Communiqué de presse - Roselyne Bachelot-Narquin, ministre de la santé et des sports, a conclu aujourd’hui le colloque consacré aux inégalités sociales de santé, organisé à sa demande par la direction générale de la santé et l’institut de recherche en santé publique avec la collaboration du haut conseil de la santé publique.

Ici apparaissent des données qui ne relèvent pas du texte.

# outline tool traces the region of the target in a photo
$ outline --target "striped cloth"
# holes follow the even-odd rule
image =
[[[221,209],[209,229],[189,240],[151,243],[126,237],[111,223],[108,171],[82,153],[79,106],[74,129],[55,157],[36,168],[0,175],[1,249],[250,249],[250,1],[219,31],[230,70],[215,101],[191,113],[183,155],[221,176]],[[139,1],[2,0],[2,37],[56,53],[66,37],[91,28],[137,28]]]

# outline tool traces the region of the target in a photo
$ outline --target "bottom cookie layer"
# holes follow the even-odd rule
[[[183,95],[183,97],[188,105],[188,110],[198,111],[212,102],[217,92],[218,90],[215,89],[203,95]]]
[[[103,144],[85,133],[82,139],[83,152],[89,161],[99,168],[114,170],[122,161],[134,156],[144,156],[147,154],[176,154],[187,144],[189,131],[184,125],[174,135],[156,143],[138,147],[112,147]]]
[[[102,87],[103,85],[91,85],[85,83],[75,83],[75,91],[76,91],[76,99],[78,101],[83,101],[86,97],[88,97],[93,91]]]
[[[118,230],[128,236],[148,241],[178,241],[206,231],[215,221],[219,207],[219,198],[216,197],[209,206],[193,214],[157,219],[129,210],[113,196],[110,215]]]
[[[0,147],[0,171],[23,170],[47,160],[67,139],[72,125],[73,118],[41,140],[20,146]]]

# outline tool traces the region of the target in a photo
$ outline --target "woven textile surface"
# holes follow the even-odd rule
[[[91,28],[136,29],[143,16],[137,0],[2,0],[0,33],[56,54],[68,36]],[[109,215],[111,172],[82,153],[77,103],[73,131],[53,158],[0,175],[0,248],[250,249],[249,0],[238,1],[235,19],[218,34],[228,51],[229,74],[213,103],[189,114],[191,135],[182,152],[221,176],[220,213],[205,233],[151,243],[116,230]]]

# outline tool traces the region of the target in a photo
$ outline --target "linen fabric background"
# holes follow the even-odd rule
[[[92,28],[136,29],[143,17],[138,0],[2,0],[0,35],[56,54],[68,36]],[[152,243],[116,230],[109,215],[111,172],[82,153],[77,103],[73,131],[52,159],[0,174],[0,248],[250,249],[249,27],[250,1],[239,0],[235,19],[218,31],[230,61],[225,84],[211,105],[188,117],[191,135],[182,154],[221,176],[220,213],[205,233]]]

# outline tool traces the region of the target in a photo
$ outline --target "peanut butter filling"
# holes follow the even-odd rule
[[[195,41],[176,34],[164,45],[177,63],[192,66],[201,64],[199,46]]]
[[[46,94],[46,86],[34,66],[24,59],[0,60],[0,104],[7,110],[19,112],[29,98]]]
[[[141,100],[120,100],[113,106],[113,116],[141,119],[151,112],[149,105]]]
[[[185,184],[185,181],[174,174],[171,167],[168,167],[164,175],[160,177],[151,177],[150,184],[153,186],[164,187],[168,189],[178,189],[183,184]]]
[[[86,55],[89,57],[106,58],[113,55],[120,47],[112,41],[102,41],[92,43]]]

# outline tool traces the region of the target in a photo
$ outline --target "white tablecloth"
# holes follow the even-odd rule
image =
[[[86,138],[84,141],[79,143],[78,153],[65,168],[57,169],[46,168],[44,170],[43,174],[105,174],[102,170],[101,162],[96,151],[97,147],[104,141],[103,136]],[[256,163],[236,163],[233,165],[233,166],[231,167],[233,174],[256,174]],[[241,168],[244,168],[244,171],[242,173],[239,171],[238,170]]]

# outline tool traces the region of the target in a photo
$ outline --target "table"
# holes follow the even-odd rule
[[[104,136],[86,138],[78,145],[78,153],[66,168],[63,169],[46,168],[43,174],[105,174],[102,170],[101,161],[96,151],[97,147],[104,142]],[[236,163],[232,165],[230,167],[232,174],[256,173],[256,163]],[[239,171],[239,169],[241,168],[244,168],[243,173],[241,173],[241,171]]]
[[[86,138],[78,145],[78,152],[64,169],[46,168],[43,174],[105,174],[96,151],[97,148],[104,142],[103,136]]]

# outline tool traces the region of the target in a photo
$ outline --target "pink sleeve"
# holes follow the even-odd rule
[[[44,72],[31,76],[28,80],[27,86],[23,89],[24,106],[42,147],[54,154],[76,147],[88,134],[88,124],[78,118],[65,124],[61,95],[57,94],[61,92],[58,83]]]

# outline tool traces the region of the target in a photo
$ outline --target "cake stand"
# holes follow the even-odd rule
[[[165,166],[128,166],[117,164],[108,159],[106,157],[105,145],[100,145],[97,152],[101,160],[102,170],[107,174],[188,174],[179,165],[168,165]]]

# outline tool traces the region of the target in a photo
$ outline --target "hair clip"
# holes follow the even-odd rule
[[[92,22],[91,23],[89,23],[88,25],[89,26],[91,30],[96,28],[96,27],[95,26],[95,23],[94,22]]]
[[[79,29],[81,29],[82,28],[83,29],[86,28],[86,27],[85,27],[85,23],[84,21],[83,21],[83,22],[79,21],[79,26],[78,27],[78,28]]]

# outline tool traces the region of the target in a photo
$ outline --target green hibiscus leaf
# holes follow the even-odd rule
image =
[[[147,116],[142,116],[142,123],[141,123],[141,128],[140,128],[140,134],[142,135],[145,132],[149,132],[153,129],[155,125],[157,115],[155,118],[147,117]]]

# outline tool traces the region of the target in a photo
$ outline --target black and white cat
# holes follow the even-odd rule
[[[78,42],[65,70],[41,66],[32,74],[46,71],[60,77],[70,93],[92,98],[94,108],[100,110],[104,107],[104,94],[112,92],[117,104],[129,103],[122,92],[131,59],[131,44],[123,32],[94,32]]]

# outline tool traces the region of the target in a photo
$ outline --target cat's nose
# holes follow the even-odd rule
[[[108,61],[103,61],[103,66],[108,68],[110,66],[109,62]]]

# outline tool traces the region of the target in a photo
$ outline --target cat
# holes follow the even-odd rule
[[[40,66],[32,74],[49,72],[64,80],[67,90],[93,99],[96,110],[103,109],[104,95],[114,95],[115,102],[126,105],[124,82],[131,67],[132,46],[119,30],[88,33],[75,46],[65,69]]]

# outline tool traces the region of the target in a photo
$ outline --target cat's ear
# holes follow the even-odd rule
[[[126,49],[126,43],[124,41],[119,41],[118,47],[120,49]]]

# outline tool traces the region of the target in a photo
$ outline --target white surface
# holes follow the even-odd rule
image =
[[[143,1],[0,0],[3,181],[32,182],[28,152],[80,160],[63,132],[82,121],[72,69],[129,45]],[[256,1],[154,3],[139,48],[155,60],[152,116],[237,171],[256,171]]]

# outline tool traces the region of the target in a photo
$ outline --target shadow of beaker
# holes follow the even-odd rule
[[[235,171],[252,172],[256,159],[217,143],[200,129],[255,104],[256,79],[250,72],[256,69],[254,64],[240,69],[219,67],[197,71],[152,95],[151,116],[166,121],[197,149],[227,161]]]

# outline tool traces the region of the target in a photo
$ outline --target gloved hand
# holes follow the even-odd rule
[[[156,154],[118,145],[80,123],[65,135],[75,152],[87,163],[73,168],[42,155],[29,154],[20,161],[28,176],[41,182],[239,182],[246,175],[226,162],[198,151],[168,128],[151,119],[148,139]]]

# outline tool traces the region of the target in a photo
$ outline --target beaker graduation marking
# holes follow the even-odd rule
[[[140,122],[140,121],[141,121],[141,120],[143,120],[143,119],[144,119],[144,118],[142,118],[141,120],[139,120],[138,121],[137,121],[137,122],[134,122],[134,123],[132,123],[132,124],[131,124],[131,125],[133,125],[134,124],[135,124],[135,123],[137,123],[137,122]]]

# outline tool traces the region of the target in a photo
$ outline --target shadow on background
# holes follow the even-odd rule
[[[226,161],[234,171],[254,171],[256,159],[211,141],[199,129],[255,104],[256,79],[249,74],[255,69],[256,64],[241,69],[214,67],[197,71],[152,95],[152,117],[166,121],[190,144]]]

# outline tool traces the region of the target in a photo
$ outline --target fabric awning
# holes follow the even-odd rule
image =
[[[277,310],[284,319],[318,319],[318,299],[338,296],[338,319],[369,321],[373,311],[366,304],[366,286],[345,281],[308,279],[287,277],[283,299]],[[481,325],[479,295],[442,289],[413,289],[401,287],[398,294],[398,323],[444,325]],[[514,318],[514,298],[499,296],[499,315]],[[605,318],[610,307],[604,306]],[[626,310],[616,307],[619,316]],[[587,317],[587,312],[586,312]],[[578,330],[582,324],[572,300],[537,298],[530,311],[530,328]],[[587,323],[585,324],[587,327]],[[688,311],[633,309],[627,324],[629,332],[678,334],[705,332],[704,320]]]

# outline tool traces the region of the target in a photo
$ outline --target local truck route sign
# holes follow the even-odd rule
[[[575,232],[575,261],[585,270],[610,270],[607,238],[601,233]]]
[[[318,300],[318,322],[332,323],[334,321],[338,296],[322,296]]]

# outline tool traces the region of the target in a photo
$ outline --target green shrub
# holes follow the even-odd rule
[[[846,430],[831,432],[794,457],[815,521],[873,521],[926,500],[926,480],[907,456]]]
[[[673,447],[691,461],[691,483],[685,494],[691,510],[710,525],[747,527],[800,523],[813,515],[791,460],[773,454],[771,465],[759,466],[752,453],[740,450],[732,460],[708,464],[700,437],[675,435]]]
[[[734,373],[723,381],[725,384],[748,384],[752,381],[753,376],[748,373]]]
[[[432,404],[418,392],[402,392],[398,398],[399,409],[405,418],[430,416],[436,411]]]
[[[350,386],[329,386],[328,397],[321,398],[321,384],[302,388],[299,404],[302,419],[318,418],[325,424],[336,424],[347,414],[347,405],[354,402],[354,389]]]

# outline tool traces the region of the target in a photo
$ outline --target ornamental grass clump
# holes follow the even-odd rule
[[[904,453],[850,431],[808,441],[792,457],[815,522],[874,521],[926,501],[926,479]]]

Au cours de ce colloque sont
intervenus notamment, Sir Michael Marmot, président de la commission «
Déterminants sociaux de la santé » de l’OMS, Owen Metcalfe, de
l’Institut de santé publique d’Irlande, membre du consortium européen «
Determine », regroupant 59 institutions gouvernementales, agences ou
associations de 26 pays de l’Union Européenne et dont les objectifs
spécifiques sont notamment d’identifier et d’évaluer les politiques et
les pratiques nationales pour promouvoir l’équité en santé et Thierry
Lang, auteur du rapport sur les inégalités sociales de santé du haut
conseil de la santé publique.
L’ensemble des intervenants ont insisté sur la notion d’un gradient
dans les inégalités sociales de santé, gradient traversant l’ensemble
des catégories sociales plutôt que sur une vision dichotomique,
distinguant les personnes en situation de précarité des autres.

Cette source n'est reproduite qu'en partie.